Lo xilografo tirolese Michael Schneider è, appunto, un eccellente giovane artista che combina l’esperimento con una biografia spiccatamente cosmopolita. Dopo il conseguimento del diploma all’Accademia di Belle Arti di Vienna ha trascorso un periodo di studio di quattro anni a Tokyo, concluso del pari con un diploma. Dopo aver dischiuso all’incisione in legno nuove forme ispirate alla tradizione figurativa giapponese, Michael Schneider si è dedicato ultimamente ad una tecnica nuovissima, l’incisione e stampa su lastra polimerica.

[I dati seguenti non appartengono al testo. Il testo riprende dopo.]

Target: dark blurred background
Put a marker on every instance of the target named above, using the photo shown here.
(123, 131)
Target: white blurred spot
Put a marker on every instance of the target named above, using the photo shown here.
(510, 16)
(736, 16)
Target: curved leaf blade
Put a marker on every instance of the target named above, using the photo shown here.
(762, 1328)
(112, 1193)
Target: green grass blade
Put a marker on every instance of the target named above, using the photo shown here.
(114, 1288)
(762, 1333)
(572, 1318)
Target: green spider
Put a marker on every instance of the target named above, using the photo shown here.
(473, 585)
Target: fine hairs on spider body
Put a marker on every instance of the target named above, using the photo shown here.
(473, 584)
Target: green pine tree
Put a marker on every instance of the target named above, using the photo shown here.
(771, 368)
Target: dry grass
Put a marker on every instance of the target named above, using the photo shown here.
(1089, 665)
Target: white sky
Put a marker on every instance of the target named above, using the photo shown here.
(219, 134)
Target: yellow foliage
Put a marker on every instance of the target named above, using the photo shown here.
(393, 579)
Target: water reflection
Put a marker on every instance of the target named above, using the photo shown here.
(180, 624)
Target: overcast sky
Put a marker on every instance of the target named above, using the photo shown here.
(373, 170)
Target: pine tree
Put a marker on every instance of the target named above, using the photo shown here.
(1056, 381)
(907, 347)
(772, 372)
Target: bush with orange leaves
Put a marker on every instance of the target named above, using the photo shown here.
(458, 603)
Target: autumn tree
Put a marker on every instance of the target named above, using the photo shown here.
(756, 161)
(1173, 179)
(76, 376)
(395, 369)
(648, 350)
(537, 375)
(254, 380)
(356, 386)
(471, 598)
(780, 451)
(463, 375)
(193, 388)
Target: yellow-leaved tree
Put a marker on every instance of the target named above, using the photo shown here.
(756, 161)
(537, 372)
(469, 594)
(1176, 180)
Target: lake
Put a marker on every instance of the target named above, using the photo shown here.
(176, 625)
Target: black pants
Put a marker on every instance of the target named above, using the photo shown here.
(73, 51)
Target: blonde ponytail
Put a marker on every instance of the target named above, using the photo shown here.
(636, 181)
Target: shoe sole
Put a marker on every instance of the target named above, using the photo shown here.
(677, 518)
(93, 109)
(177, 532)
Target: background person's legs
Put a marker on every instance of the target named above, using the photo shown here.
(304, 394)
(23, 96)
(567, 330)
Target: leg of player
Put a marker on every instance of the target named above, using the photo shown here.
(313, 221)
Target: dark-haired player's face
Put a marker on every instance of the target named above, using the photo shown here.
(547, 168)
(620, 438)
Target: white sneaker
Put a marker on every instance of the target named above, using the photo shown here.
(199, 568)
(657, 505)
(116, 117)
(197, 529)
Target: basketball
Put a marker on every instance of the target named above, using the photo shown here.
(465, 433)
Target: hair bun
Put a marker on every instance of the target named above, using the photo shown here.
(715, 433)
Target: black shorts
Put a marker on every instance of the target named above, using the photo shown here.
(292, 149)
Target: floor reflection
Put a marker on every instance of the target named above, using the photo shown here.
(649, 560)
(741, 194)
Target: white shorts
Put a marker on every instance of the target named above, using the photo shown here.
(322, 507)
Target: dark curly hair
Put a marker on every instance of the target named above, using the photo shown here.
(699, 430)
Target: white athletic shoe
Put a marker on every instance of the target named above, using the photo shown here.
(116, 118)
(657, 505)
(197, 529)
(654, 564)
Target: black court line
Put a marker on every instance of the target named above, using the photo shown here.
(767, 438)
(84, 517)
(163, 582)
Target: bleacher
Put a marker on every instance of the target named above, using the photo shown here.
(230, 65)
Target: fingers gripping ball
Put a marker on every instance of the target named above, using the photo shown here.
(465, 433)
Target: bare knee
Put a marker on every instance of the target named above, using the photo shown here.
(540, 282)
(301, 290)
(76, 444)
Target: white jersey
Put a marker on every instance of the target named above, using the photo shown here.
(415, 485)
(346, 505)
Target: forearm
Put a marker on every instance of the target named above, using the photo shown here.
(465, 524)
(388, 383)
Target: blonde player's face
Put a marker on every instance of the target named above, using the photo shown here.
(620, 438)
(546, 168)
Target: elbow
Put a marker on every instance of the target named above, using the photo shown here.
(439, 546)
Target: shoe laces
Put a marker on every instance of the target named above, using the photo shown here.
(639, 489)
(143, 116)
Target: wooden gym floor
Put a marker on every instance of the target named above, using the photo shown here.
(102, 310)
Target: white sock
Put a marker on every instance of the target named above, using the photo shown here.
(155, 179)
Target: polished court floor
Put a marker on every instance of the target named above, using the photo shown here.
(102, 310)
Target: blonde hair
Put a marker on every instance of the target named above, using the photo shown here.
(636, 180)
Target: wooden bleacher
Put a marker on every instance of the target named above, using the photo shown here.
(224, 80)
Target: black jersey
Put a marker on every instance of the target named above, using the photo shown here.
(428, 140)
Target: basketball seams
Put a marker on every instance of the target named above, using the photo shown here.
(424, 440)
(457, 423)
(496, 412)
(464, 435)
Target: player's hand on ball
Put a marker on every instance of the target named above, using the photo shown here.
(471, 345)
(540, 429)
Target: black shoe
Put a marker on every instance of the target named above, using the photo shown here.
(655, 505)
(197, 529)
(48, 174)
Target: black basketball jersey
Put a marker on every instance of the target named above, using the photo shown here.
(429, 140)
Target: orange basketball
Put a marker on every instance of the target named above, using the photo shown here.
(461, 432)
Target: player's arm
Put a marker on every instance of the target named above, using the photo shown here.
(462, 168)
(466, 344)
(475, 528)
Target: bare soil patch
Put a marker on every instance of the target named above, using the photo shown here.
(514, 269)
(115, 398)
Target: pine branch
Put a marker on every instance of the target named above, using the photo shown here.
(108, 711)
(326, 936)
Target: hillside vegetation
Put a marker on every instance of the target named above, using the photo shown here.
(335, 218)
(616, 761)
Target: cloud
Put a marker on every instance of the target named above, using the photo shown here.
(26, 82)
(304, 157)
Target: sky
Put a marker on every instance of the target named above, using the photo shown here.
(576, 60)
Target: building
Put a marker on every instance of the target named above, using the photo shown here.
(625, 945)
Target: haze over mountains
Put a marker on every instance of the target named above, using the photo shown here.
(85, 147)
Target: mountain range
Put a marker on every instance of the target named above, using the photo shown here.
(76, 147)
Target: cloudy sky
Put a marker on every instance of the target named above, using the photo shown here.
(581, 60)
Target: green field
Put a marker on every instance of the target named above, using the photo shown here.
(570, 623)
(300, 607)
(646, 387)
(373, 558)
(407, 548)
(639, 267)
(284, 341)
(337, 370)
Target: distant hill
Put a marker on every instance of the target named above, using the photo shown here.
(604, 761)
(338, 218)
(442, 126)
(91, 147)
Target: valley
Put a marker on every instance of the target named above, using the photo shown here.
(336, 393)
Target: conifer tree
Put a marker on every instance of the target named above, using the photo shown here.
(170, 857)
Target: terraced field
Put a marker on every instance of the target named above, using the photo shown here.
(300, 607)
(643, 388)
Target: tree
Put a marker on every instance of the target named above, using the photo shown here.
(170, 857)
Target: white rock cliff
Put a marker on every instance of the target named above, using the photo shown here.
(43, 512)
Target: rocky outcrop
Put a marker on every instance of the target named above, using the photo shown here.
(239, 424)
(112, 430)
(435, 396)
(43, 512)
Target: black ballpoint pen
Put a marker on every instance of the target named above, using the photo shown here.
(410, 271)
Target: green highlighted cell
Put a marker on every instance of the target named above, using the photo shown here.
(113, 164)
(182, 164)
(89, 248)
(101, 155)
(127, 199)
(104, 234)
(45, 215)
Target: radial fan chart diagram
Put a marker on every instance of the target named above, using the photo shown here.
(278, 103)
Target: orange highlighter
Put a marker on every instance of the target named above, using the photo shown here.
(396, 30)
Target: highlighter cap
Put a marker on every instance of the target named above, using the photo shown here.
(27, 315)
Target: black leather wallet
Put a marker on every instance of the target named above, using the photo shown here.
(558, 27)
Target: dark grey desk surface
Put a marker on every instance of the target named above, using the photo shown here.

Si tratta di un foglio di materiale sintetico dello spessore di alcuni millimetri utilizzato su scala industriale per la produzione di semiconduttori. La nuova matrice consente una lavorazione tradizionale come su lastra di rame: può essere trattata ad aquaforte, incisa a secco e stampata in cavo, potendosene ricavare fino a 40 esemplari in stampa. L’arte grafica, d’altra parte, inaugura con la polimerigrafia una nuova fase: con il nuovo supporto diventa possibile combinare un processo non tossico di lavorazione della matrice con le nuove possibilità di elaborazione digitale dell’immagine. Nei suoi ultimi lavori Michael Schneider combina l’attualità della polimerigrafia con il profilo della tecnica a stampa più antica, l’incisione in legno, testimoniando così una volta di più che i giovani artisti austriaci legano l’attenzione alle novità tecniche con la fedeltà artigianale alla tradizione delle arti grafiche. Nell’era digitale, nell’età dei photoshop tutto ben venga, se contribuisce a mantenere vitale la più antica e sapiente tecnica di riproduzione dell’immagine artistica. Al Comune di Mirano va la nostra appassionata simpatia ed un particolare ringraziamento per aver creato la pregiata occasione per questa breve presentazione!